Deep dive into Argus and its architecture

Argus is a set of custom Kubernetes resources that facilitates filesystem event monitoring on specified paths. It provides a rich set of configurations to run alongside your existing Kubernetes deployments to make it easy to denote assessment-ready file integrity monitoring.

In deploying Argus into your cluster, a couple of components will be initialized. First, the controller listens directly for Kubernetes events and is responsible for syncing cluster state with the daemons running on each node to make sure specified pods that need to be watched, are. Second, the daemon is run on each node to ensure that it can monitor running pods on the same node. It is charged with setting up inode watchers via inotify to allow you to see when certain filesystem events happen on the desired paths inside the pod.

It will be up to you to store, monitor, and alert on these logged events using your favorite tools of choice.

We will provide some common patterns using sets of popular tools further in this documentation.


graph RL A((procfs)) -->|inotify| B[argusnotify] subgraph daemon C{argusd} --> B B .->|logfn| C end D[argus-controller] ==>|gRPC| C C .-> D subgraph controller E(K8s listers
K8s informers) --> D F(ArgusWatcher CRDs) --> D end

Custom Resource Definition

In order to describe the set of pods you want to create a watcher for, what paths you are interested in monitoring, and for what events, you’ll soon find yourself creating a ArgusWatcher CustomResourceDefinition. That is, a Kubernetes custom type that will be configured in your cluster, that gives a specification to define a watcher type with all the fields and flags the controller will understand, configure, and pass along to the daemon so it can watch appropriately in the fashion you describe.


argus-controller is the glue between the Kubernetes lifecycle and the daemons listening for events on the filesystems. It responds to events such as pod listers add, update, and delete, making sure that the proper state of the daemon that is running on the same node as that pod has the watcher either started or not on that daemon.

This controller operates in an idempotent fashion, in such cases that the controller pod running is terminated and a new one spins up, it immediately receives all the events upon startup that it would have received anyway over time; this way we can reconstruct the proper state immediately. When a daemon is not gracefully terminated, upon startup of a new daemon pod, we reconcile that pod’s current state (nothing) with what we expect it should be, and all addition calls should be immediately fired; same as the previous case but in reverse.

The other set of types the controller listens for is the ArgusWatcher CustomResourceDefinition described above. This is the definition that you will create to define what selector, paths, events, and lots of optional flags to create the notion of a file integrity monitor watcher.

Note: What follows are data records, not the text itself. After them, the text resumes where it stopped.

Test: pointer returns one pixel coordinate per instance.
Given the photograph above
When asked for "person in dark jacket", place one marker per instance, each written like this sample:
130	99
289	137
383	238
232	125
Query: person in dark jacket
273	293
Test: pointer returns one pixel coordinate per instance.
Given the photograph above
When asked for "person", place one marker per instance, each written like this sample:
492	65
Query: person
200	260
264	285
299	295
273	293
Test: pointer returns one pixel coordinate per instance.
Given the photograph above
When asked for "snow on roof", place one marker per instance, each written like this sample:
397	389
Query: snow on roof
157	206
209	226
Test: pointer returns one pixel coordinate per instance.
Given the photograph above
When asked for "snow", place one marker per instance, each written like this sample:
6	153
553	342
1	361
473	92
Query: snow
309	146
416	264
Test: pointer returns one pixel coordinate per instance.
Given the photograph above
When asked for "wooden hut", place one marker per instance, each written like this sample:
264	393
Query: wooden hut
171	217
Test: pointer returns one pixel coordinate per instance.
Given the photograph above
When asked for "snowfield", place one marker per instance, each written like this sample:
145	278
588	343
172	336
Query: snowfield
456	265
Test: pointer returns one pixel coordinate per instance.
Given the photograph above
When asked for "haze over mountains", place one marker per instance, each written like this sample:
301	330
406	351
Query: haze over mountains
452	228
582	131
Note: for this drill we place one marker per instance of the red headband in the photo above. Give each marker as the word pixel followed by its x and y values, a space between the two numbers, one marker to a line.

The argusd daemon will be deployed on all cluster nodes via a DaemonSet. It starts a gRPC server to communicate back-and-forth with the controller, described above. When it receives a message from the controller to create a watcher, it takes the desired configuration and spawns a argusnotify process with a custom set of rules. For example, if one wishes to watch the path recursively, this can be configured with an optional flag and will maintain a tree of additional paths to watch under the parent.

sequenceDiagram participant A as argusd participant B as argusnotify participant C as procfs A->>+B: Creates child processes B->>C: Creates inotify watchers Note over B,C: Polling for inotify events... loop inotify event C->>B: Write event to mq opt exit signal B-->C: Stop polling and exit end end Note over A,B: Listening on message queue... loop mq message B->>A: Print log message opt mq exit msg A->>-B: Kill argusnotify process end end

Once the argusnotify process receives an inotify message that the user configured to watch for, it sends that message back to the argusd process via a message queue and logs it in the cluster pod with any additional custom logging configuration. This log can be picked up in the same way you’d watch for logs in any other Kubernetes component.

Upon receiving an additional create message, if the watcher already exists, it will handle it in an idempotent way, and simply update with the current configuration. When receiving a delete message, if the watcher exists, it will shut down the processes involved and remove this watcher from the daemon’s current state.

There is an additional state check called periodically by the controller that reconciles what the daemon knows its state is with what the controller expects the current state to be. Any additional creation and deletion methods may be called due to any differences. This also allows for handling non-graceful terminations of either daemon or controller pods, thus the proper state can always be recreated in these cases.